Benim gündemimde erken seçim var esasen halk istiyorsa. Lakin hala halkın yarısı istiyor, yarısı istemiyor. Biz bir erken seçim talebini erkenden tüketirsek, günü geldiğinde bir esprisi kalmaz. Erken seçim talebinin tam vaktinde…
SEÇİME ÇOKTAN HAZIRIZ: Çoktandır hazırız ülkeyi yönetmeye. Kamuoyunda şöyle bir şey vardı evvelden; kimin gideceğine karar vermişlerdi fakat yerine kimin geleceği konusunda CHP’nin tam bir inanç telkin edememesine ait tespitler vardı. Gölge bakanlarımızın çalışmaları, getirdiği yankılar… Bilhassa iktisat konusunda. Dış bağlantılardaki ağır temas. Suudi Arabistan’a da gideceğim, onu da planlıyorum. Katar’a, Birleşik Arap Emirlikleri’ne de gideceğim. Pekin’den davet aldık oraya da gideceğim.
Seçime hazırız. AK Parti bu haliyle yönetiyorsa, CHP Türkiye’yi şaha kaldıracak.
MERİH DEMİRAL: Merih Demiral ceza olursa yanlış olur ona itiraz etmek lazım. Büyük bir haksızlık olmuş olur. Direkt bir siyasi simge olmayan, çok sayıda partinin de kullandığı, arkadaşımızın da ‘Ben onu şu niyetle yaptım’ diye açıkladığı bir şeyi diğer manalar yükleyerek ulusal grubun moralinin bozulmasının çalışmasını gerçek bulmuyoruz.
Bir sürü oyuncuya ceza verildi zafer işareti yapıldı diye. O vakitler onları linç eden ve cezayı savunanlar ‘Ne olacak’ diyorlar. Ben CHP’nin tutarlılığı açısından çok rahat bir konumdayım.

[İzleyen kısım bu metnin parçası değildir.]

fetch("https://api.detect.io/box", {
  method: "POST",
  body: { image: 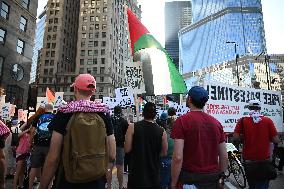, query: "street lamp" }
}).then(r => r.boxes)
[255,51,270,90]
[226,41,240,86]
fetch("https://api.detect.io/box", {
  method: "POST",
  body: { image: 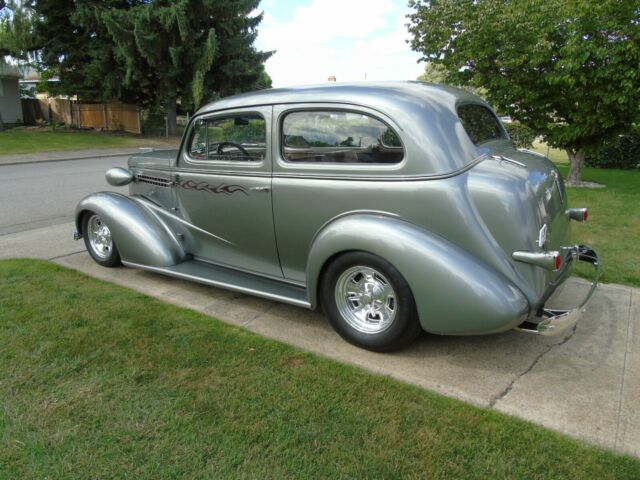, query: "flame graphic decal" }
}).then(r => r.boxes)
[180,180,249,195]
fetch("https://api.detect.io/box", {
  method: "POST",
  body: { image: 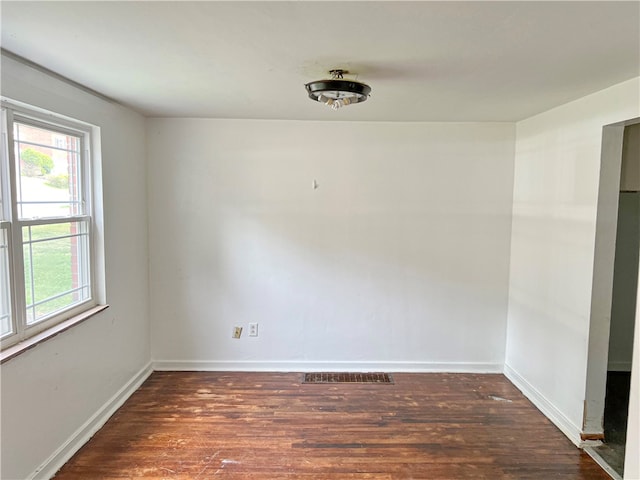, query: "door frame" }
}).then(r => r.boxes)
[581,118,640,438]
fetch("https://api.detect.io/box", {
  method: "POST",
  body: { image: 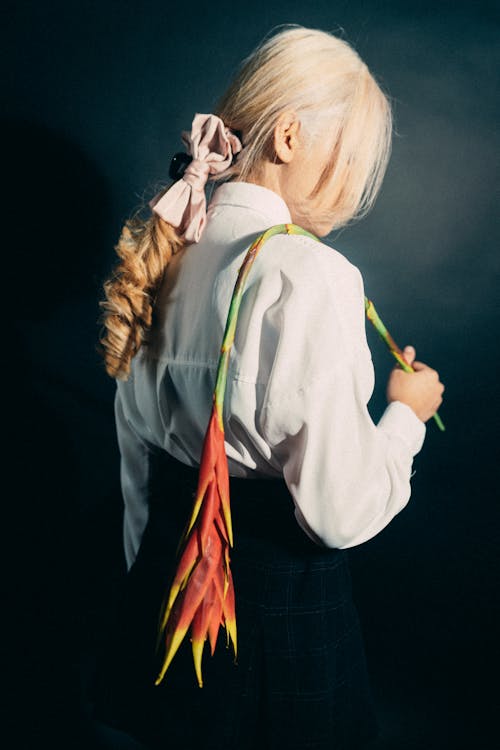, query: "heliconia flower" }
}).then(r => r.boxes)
[155,224,444,687]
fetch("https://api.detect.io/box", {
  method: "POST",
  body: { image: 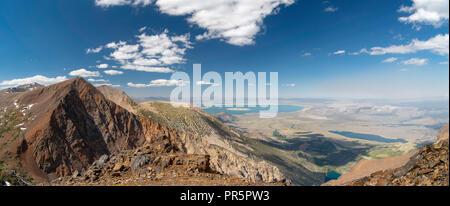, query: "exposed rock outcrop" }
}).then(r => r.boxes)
[100,86,286,182]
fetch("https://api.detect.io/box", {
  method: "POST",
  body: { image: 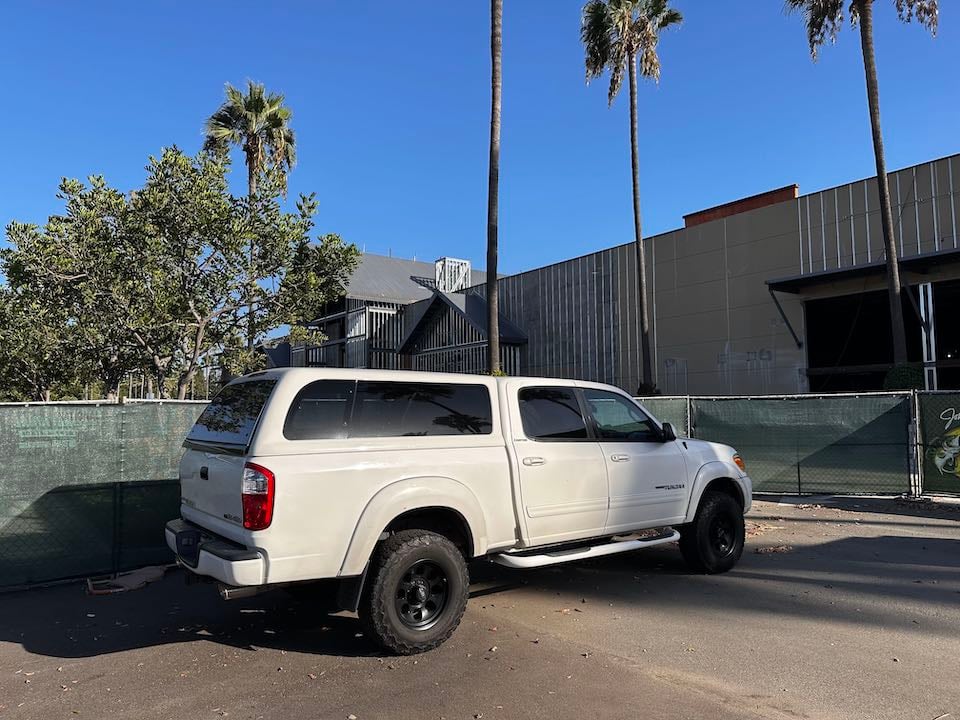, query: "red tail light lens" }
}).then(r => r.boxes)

Finale kalırsak Almanya’ya giderim. Tahminen yarı finale gitmeyi düşünebilirim.
BEN SOKAKÇI, EYLEMCİYİM: Ben sokaktan çekinmeye yahut yansıyı biz değil sivil toplum göstersin buna daima muhaliftim. Ben sokakçıyımdır. Ben kurultayda da söyledim. Mitingi kıymetler, inançlar üzerinden yapmazsan ekonomik problemler üzerinden yaparsan o MHP’li adam Tayyip Erdoğan’ın gerisinde değil senin gerinde hizalanır. Ben sokakçı ve eylemciyim bunu herkes bilir. Küme Başkanvekilleri partinin yasama kanadıdır. Alınan kararları gidip uygularlar. Bizim işimiz oydu. Geriye dönüp de sayın genel başkanı eleştirir üzere olur lakin gençliğin heyecanıyla çok sokakçıyımdır ben.
AÇIK RADYO: Çok büyük bir haksızlık var. RTÜK’ün kararını tanımamazlık yapmamış, para cezasını yatırmış. İkame yayın evrakını açamamışlar. Radyo belgeyi açamamış ve anlamamışlar. Yayınlayamamışlar. Orada radyonun bir kusuru varsa, makûs niyet olmadığı parayı ödediğinden muhakkak. RTÜK, kendi verdiği cezayı uygulamayanlara lisans iptali yapıyor. Para cezasını ödediğine nazaran uygulamama niyeti yok. Lisans iptali yaptılar. O yüzden yanlış buluyoruz. Orada bir fırsatçılık yapıldı üzere geliyor bana RTÜK tarafından.